Dans le fagot de la mémoire de Souleymane Bachir Diagne, qui est à la fois un voyage intellectuel, spirituel et personnel, il y a naturellement une étape chez le philosophe Edmund Husserl, qui nous parle de «fonctionnaire d’humanité». De façon très freudienne, Souleymane Bachir Diagne ne se rend pas compte qu’il a inconsciemment réalisé son rêve d’enfant : être facteur parce que son père et sa mère travaillaient à la Poste (les Ptt) et «de tous les postiers, c’était celui qui portait uniforme». Ce rêve, né à Ziguinchor où il a passé son enfance, est devenu réalité parce que si Husserl parle de «fonctionnaire d’humanité», Bachir est devenu un facteur d’universel et d’humanisme.
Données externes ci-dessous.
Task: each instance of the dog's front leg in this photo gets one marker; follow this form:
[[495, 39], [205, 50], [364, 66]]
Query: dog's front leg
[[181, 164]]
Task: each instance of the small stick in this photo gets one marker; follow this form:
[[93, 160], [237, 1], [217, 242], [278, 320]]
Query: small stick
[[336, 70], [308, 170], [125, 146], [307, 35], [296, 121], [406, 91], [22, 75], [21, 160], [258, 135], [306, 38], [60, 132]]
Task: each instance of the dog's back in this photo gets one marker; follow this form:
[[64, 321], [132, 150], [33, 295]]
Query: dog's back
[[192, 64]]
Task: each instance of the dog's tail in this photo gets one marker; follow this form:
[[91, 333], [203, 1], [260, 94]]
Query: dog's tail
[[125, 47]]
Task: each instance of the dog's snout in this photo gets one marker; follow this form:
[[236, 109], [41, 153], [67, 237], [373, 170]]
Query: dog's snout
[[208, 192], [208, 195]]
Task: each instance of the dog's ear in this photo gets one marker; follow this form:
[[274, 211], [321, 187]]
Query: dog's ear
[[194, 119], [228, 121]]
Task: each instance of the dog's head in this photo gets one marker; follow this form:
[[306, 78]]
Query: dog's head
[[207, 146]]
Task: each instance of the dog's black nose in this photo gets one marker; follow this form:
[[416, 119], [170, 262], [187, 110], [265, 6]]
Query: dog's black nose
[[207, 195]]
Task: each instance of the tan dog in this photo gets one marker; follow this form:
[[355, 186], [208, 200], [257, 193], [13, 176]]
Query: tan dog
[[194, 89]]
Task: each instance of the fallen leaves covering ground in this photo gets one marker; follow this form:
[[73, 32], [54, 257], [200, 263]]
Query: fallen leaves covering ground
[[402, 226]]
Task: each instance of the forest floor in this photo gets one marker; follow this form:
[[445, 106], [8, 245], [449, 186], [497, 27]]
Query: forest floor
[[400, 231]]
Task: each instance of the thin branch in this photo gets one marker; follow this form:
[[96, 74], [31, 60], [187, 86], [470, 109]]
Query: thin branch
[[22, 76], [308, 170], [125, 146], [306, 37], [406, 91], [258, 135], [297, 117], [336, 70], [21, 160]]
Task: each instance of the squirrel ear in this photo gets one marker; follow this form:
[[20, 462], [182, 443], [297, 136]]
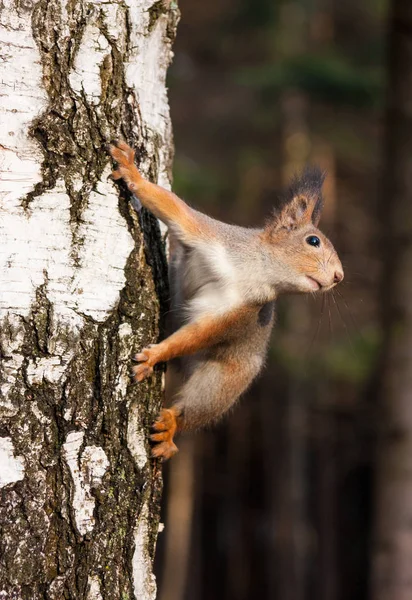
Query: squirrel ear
[[303, 201]]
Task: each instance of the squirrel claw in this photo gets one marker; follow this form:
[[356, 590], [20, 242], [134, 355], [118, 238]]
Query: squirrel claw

De Saint-Louis où il est né et où sa sacoche de facteur fut remplie des valeurs de la vieille ville, il part distribuer le courrier de la convergence spirituelle au monde. Pour Bachir Diagne, «en deux mots, être Saint-Louisien, c’est une culture faite d’une tolérance qui n’est pas condescendance, mais sens du pluralisme». Le facteur armé de cet esprit de Saint-Louis, comme Montesquieu parlait d’esprit général d’une Nation, part distribuer le courrier, partager la bonne nouvelle à Paris, Bayreuth, Dakar, Chicago et New York. Quand on est nourri de la sève de cet esprit de Saint-Louis, «la ville du fanal le 15 août et de la mosquée dont l’un des minarets abrite une cloche», on est forcément à la fois singulier et universel, enraciné dans un «islam lettré, rationnel et ouvert», mais aussi ouvert au monde. Le Président Senghor, qui a fait lire à la radio et à la télévision nationale la nouvelle de l’admission de Souleymane Bachir à Normale Sup avec sa civilisation de l’universel, est très proche de cet esprit de Saint-Louis que notre facteur propage dans un monde meurtri par le choc des civilisations et les entrepreneurs identitaires.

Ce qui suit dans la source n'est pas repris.